Big Data Analytics: Insights
- Big data analytics yields a deeper understanding of current market conditions, customers’ buying behavior, product popularity, and so on, to optimize manufacturing or procurement planning.
- Similarly, big data helps a business zoom in on what their customers like, what demographic their paying customers fall into, and then come up with ways to reward and foster their loyalty to retain their customers over the long term.
- Keeping customers happy is crucial to the longevity of the business. The insights provided by big data go a long way in managing expectations and designing memorable and effective marketing campaigns for various customer personas.
- Big data analytics can also be a sentiment meter, measuring how consumers feel about your brand, service, or product. This can be a great help in managing the brand image. Big data insights can help improve online visibility and popularity and keep up the high ratings.
- Insights provided by big data analytics help companies to constantly innovate and redevelop their products to stay ahead of the competition. They help identify the root cause of failures, issues, and defects.
- Big data helps identify patterns, calculate risk portfolios, and intercept fraudulent behavior before serious damage is done.
Long-Term Benefits Derived from Processing Big Data
Once organizations have invested time and resources in the infrastructure needed to process big data, they can look forward to reaping the following benefits:
- Optimizing resources and inventory planning
- Better asset management
- More intuitive understanding of customer profiles
- Improved customer, vendor, and supplier relationships
- Shorter order-to-delivery times
- Better integration across their entire supply chain
- More effective strategic planning
- Shorter reaction time to address supply chain issues
- Improved customer service and faster turnaround
How Big Data is Impacting Various Sectors: Examples
Big Data in the Education Sector
Big data has driven major changes in the education sector, particularly in:
- Creating more customized, dynamic, and interactive learning and development programs
- Redefining the scope of course materials
- Modifying grading systems for more accuracy
- Career prediction and counseling
Big Data in the Insurance Sector
The insurance sector is relevant not only to individuals seeking life coverage, but also enterprises of various types and sizes. The common factor being that both people and organizations are vulnerable to times of adversity, calamities, and other uncertainties. As a result, data in the insurance sector can come in a variety of formats, from disparate sources, and is subject to change.
For instance, if a customer is interested in buying car insurance if traveling in a certain country, the insurance company can collect and run the data for driving conditions and road safety in that country, and adjust the premium accordingly. They can also gather the person’s driving safety record and factor that in before presenting him/her with a policy for purchase.
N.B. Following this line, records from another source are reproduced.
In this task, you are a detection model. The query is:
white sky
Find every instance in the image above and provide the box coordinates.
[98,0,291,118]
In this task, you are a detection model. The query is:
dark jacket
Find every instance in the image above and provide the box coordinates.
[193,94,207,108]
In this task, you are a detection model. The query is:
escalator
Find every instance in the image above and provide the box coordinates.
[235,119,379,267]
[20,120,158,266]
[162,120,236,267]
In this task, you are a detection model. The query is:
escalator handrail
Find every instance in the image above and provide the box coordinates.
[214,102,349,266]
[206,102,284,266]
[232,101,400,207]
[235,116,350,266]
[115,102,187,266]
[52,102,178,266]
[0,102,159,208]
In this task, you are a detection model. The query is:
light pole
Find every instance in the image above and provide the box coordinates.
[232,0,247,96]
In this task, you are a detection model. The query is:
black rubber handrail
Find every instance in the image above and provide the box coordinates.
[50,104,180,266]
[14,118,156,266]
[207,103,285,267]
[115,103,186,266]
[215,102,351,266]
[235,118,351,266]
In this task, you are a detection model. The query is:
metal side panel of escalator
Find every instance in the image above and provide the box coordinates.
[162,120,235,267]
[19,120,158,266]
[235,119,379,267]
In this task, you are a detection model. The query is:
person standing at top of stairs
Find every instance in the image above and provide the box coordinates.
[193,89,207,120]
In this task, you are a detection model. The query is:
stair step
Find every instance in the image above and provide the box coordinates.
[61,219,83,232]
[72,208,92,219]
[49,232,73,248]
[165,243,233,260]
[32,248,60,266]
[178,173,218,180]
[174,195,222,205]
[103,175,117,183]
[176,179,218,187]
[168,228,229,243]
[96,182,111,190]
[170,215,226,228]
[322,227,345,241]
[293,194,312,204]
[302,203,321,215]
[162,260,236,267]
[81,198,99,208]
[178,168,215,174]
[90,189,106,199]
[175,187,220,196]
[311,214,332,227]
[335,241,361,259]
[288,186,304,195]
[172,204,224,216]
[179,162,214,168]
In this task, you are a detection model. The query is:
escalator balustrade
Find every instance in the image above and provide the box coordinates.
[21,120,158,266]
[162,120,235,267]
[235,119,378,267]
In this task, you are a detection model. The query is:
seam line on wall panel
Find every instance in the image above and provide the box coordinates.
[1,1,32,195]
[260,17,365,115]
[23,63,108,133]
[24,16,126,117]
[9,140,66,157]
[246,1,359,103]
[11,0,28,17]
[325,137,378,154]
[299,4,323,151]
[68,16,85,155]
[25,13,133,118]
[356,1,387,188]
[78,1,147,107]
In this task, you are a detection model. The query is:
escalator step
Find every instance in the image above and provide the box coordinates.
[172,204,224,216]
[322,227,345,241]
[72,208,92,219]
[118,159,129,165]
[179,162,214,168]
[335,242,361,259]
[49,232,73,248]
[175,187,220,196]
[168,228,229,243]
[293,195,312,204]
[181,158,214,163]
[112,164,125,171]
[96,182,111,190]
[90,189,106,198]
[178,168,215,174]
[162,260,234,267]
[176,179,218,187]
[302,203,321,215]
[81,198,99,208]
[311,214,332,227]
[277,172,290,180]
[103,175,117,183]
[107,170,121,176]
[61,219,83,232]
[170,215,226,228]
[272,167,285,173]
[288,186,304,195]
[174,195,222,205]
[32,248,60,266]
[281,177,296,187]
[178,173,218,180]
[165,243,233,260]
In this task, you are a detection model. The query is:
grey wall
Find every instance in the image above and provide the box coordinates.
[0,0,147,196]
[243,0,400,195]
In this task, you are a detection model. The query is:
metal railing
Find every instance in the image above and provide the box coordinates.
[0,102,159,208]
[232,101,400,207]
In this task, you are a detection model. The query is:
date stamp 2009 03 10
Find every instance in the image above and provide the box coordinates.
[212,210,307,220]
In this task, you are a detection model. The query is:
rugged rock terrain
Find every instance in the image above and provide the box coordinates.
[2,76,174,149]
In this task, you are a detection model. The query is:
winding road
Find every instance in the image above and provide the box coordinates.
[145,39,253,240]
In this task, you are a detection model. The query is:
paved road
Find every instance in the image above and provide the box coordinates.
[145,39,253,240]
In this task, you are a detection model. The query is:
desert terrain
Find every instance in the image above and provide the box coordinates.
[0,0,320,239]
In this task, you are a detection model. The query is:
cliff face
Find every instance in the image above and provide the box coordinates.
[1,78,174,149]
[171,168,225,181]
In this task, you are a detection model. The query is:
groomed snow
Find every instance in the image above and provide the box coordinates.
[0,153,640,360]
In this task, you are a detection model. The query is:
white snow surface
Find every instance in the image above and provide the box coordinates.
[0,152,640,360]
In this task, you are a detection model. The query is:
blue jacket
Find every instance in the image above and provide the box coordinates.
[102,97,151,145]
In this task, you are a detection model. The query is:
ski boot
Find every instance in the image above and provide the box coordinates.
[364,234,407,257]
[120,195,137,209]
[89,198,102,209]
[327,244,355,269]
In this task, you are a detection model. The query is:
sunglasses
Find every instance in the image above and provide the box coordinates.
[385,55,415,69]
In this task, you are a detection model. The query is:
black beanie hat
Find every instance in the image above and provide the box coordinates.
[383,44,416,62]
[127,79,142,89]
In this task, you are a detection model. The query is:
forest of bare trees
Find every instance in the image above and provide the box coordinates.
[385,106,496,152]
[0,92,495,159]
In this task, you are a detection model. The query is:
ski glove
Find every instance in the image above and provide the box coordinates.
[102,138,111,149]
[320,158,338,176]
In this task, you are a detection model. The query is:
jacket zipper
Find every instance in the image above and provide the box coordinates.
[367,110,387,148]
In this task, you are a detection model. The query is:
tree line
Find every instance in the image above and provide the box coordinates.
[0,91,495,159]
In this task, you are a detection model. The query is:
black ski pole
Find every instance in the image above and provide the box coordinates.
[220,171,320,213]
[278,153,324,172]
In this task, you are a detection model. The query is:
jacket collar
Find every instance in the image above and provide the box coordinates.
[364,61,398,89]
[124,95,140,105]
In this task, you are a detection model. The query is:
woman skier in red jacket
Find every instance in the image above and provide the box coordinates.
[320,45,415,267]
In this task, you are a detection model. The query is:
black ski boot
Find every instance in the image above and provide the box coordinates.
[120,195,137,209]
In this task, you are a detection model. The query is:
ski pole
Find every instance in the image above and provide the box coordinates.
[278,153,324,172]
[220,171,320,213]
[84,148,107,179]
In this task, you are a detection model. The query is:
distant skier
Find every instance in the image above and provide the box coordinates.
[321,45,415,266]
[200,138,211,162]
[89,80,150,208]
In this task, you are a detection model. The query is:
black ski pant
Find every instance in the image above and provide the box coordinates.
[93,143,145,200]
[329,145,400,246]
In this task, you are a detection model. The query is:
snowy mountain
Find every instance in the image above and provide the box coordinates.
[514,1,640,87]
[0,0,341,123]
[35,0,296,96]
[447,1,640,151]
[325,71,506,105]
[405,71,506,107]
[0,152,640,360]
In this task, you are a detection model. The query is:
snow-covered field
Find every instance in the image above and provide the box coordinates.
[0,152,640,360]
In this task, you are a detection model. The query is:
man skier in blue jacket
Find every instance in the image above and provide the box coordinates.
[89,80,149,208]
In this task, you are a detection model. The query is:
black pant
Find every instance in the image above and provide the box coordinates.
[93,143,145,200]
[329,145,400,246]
In addition to such risk assessment, insurance companies can also use big data for threat mapping. This means they can take into account the different possibilities in which things could go wrong with a particular customer or company which might lead them to filing a claim.
Big Data in Government
Big data has proved to be particularly impactful for governments across the world. It is instrumental in addressing complex issues, ensuring governance and influencing major events at not just a local, but also a national and global scale.
Big data has ushered in a huge new opportunity for garnering and collating accumulated data, and extracting useful insights from it, imbuing it with viability and context for various organizational processes.